The Indigenous services minister says the Liberal government made a mistake in the federal budget by appearing to back away from its promise to eradicate tuberculosis in Inuit communities.
In the document released last week, the government announced $16.2 million over three years for “interventions to reduce rates of tuberculosis” — a departure in language from its commitment to eliminate the infectious disease from the four regions that make up the Inuit homeland, known as Inuit Nunangat, within seven years.
Patty Hajdu told CBC News the word “reduce” was an error.
“The goal from our perspective has always been to eliminate tuberculosis,” the minister said.
“I regret that the reduction is phrased in that way in the budget and I think it was quite honestly an error of (the Department of Finance).”
Natan Obed, president of the Inuit Tapiriit Kanatami (ITK), welcomed the admission but said he’s still concerned about Ottawa keeping its promise to Inuit.
“I’m really disheartened by the terminology,” Obed said. “We are worried about Canada’s commitment.”
$16.2M falls well short of $131.6M request
In 2018, the Liberals pledged to cut the rate of tuberculosis in Inuit Nunangat by at least half by 2025, and then to eradicate it completely by 2030.
The rate of tuberculosis among Inuit living in Inuit Nunangat remains 300 times the national average, Obed said, adding government funding is lacking.
The government initially set aside $27.5 million to eliminate tuberculosis.
The additional $16.2 million announced in the budget amounts to roughly a quarter of the $131.6 million that the ITK requested to get the job done.
“It is not a terribly complicated illness and there are not terribly complicated solutions toward eliminating tuberculosis,” Obed said.
“But we certainly aren’t going to do those things with less money than we did in the first five years that the government has worked with us on the elimination pledge.”
Hajdu said she believes that objective is still within reach.
She promised to work with the ITK and other Inuit organizations to meet the target, and to address the issue in renewed bilateral health-care deals with the provinces and territories.

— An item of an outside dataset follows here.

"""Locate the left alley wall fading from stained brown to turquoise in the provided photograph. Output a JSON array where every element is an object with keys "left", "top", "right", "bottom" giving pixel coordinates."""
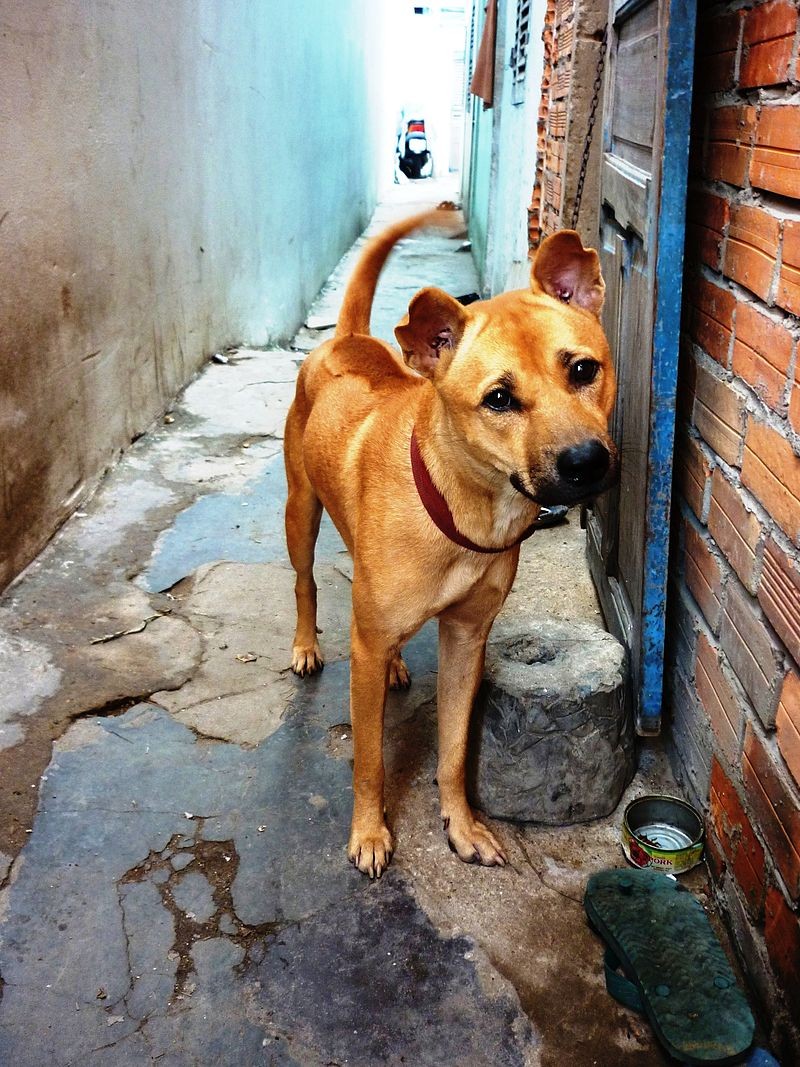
[{"left": 0, "top": 0, "right": 382, "bottom": 587}]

“If everyone really puts their mind to it, with the number of different kinds of pots of money that will address the needs of people living with tuberculosis or at risk of contracting tuberculosis, we could eliminate tuberculosis by that deadline,” she said.

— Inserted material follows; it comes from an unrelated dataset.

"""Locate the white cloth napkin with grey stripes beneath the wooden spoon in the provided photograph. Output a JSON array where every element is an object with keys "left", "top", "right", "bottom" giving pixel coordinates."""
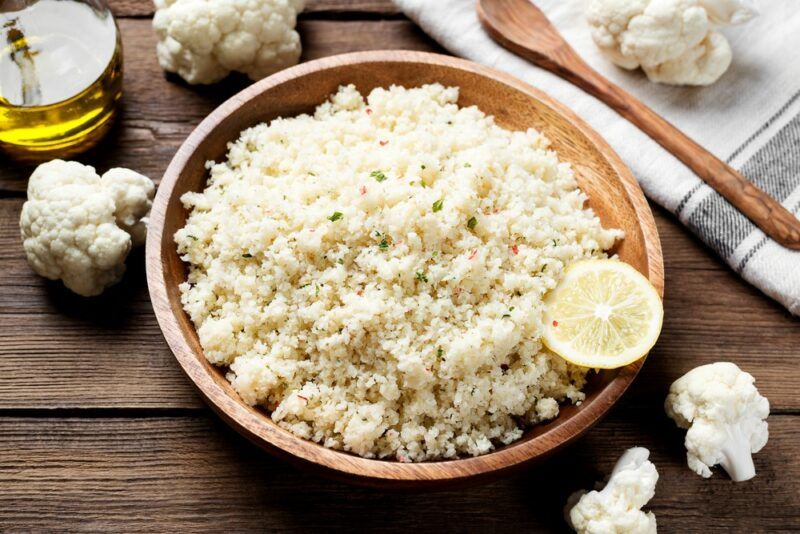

Hajdu also said the budget is designed to address the social determinants of health that continue to fuel tuberculosis in Inuit communities, such as food security, housing and health care.

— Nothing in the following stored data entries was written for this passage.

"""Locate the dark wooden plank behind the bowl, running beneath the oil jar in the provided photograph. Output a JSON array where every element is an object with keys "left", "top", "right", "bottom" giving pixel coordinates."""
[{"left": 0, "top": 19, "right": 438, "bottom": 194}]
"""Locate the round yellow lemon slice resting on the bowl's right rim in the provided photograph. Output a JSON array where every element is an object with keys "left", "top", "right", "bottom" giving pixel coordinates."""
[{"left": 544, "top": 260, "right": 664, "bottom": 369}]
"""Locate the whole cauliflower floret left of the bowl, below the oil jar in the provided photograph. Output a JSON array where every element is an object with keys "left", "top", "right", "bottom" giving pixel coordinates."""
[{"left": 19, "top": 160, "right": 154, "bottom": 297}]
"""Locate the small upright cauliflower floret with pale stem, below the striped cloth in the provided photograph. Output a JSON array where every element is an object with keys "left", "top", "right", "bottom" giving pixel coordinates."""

Obed said he also believes eliminating tuberculosis from the district by 2030 is possible, but only if the federal, provincial and territorial governments step up their funding.
He said Inuit-designed regional action plans that cover community screening, housing, health infrastructure and reducing the stigma associated with tuberculosis need to be implemented.
“It would be really unfortunate if the only time in Canada’s history that the Canadian government has pledged to do something with us to lower our rates of socioeconomic gaps, that it decides that it no longer wants to walk this path together before the timelines are even up,” he said.